Problem - C - Codeforces
哎呀，我寫的真是亂七八糟，但思維倒是很直覺的。注意到 N 只有奇數，所以考慮如果有 N - 2 的解，如何擴展到 N 的解。顯然就是外面多一層「囗」型的筐，接著把 N = 3 和 N = 5 拿出來觀察一下就會知道，( N + 1 ) / 2 是偶數的時候左上角是偶數，否則左上角是奇數，然後相鄰的數都是奇偶交替。

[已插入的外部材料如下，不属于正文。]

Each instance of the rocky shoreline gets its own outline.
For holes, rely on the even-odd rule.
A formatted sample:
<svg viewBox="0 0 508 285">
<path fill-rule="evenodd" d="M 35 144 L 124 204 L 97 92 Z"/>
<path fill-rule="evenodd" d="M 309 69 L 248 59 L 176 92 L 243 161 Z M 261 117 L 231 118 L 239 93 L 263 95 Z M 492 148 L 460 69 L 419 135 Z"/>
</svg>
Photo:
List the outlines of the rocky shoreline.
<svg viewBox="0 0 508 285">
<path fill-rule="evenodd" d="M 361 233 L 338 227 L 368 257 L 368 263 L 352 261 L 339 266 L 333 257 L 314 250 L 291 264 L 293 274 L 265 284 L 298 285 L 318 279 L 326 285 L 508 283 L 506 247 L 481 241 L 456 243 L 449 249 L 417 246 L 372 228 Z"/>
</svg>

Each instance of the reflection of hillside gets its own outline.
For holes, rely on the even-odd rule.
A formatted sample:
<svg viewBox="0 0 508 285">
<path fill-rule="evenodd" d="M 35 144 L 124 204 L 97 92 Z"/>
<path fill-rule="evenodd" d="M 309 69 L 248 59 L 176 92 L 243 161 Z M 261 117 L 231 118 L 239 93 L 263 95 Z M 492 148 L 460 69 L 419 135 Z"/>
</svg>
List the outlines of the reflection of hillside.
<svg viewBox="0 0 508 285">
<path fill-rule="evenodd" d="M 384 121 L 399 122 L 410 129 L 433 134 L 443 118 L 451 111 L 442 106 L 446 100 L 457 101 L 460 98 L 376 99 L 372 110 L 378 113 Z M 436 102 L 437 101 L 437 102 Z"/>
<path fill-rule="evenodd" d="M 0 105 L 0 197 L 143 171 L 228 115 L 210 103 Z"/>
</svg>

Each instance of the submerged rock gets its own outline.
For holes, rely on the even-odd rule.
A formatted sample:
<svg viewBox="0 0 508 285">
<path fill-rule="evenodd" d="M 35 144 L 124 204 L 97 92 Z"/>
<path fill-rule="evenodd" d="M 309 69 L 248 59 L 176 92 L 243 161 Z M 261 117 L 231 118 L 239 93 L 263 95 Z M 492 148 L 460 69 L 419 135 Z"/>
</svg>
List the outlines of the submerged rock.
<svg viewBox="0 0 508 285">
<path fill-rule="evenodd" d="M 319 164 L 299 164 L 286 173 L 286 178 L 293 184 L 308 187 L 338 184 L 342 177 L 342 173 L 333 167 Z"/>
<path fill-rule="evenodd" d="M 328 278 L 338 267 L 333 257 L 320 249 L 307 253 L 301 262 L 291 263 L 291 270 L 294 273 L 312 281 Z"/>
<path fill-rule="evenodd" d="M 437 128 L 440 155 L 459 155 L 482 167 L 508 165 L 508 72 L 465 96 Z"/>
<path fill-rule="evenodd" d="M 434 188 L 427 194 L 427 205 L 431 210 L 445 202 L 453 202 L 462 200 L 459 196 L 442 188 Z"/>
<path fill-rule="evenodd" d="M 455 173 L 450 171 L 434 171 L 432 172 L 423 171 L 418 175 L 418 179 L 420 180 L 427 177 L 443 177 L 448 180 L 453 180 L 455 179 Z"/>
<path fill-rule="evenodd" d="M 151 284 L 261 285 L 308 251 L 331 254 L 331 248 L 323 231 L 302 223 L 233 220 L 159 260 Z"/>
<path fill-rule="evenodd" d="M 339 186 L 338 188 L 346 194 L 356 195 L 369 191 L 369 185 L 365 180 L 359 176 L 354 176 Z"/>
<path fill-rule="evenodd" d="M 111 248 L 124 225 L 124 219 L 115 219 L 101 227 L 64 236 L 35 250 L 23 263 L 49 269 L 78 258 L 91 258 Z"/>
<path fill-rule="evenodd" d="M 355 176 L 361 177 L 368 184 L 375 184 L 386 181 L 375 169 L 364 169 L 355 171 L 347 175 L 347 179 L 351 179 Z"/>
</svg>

void dfs( vvi &ans, int ql, int qr, int &oc, int &ec ){
    if( ql + 1 == qr ){
        ans[ ql ][ ql ] = oc, oc += 2;
        return;
    }
    dfs( ans, ql + 1, qr - 1, oc, ec );
    for( int i = ql, z = 0; i < qr; ++i, z ^= 1 ){
        if( not z ) ans[ ql ][ i ] = ec, ec += 2;
        else ans[ ql ][ i ] = oc, oc += 2;
    }
    for( int i = ql, z = 0; i < qr; ++i, z ^= 1 ){
        if( not z ) ans[ qr - 1 ][ i ] = ec, ec += 2;
        else ans[ qr - 1 ][ i ] = oc, oc += 2;
    }
    for( int i = ql + 1, z = 1; i + 1 < qr; ++i, z ^= 1 ){
        if( not z ) ans[ i ][ ql ] = ec, ec += 2;
        else ans[ i ][ ql ] = oc, oc += 2;
    }
    for( int i = ql + 1, z = 1; i + 1 < qr; ++i, z ^= 1 ){
        if( not z ) ans[ i ][ qr - 1 ] = ec, ec += 2;
        else ans[ i ][ qr - 1 ] = oc, oc += 2;
    }
    swap( oc, ec );
}

void solve(){
    int N; cin >> N;
    vvi ans( N, vi( N ) );
    int oc = 1, ec = 2;
    dfs( ans, 0, N, oc, ec );
    for( int i = 0; i < N; ++i, cout << endl )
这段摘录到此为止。